I took today off to think about things. Here are some random bullet points.
- London is cold and gray and rainy. Perfect for thinking. Shit for living.
- The act of leaving the house and not knowing where you'll go today is a wonderful experience that I cannot do without.
- Not letting any conscious decision guide my activities today, I assumed I'd be spending time playing games, cleaning up the house or writing my startup pitch. Instead, I found myself in central London, wandering around.
- My current apartment is not home. I will not feel at home in London until I move.
- Perhaps I should try to get seriously wasted on alcohol and see if I can achieve a meditative state.

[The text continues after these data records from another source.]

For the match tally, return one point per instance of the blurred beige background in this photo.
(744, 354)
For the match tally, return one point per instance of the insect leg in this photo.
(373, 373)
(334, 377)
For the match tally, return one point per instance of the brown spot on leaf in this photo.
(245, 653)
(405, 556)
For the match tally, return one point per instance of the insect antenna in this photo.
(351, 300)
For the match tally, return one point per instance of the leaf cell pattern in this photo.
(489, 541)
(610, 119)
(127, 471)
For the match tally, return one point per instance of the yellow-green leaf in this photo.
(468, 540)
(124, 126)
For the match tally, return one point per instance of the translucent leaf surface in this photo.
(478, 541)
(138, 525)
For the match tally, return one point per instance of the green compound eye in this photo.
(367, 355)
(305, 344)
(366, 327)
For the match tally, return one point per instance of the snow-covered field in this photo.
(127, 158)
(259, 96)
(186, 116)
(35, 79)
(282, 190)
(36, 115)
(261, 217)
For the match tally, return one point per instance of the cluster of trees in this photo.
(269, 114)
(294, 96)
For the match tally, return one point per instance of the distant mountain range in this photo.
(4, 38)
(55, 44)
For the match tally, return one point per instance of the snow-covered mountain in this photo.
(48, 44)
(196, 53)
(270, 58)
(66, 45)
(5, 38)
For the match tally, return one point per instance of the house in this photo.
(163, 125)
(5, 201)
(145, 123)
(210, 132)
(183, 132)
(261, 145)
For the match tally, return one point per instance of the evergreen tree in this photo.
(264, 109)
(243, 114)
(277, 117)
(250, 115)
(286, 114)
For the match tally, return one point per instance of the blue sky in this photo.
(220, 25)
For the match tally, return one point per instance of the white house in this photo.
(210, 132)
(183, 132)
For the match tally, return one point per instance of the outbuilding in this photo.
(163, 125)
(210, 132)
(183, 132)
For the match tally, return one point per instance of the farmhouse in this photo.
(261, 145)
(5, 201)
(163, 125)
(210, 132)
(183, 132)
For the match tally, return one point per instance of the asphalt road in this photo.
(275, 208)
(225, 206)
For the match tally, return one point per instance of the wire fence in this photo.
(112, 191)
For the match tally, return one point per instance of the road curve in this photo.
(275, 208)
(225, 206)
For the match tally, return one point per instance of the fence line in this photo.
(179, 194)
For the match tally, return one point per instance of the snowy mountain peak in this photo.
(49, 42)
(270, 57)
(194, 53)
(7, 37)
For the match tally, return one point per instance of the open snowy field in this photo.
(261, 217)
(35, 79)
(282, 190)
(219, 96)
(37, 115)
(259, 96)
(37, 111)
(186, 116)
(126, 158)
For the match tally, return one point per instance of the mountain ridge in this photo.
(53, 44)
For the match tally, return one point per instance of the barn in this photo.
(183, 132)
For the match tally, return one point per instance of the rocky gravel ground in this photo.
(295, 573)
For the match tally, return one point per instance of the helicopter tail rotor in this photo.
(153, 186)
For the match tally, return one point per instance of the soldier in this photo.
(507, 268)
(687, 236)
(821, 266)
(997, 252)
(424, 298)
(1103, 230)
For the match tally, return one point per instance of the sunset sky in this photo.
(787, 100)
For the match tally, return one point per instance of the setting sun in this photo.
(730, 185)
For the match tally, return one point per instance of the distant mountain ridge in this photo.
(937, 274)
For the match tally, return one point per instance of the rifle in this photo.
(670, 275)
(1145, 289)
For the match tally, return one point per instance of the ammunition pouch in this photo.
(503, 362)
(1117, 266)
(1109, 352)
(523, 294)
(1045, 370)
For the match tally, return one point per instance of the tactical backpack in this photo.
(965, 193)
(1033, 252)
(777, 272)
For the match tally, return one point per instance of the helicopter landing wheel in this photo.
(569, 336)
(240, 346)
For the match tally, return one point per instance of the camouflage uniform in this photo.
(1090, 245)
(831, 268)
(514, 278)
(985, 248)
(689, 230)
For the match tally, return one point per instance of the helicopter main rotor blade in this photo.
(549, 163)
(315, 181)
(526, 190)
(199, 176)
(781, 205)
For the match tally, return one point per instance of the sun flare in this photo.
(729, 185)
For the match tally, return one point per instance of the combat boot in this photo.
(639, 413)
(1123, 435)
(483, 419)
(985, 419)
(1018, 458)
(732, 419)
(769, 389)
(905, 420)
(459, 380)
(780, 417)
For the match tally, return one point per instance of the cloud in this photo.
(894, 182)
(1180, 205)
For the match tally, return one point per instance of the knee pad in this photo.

- Fast-food chains in a big city provide a beautiful loud anonymity that truly gets me at ease, and in a different mental state from when I'm at home.
- I want more random encounters in my life.
- A part of me wants to get mugged just to see how I'd react.
- For the past months I thought my memory has been getting worse. On a day without stress, it's better again. Stress is preventing me from accessing my memories.
- It's not just the memories that stress affects, it's the personality as well. I am literally a different person under stress, lacking the available brainpower to be able to watch myself from the third person while I go about life. Without observation there can be no analysis, no solution and no improvement. Stress is stagnation.
- If I had shitloads of money, I would: slack off for months, go cycling in various countries, move back to Japan, and eventually end up being a programmer again.
- Approaching 30. Everyone I know is getting married, settling down and having children. I am the only one left out.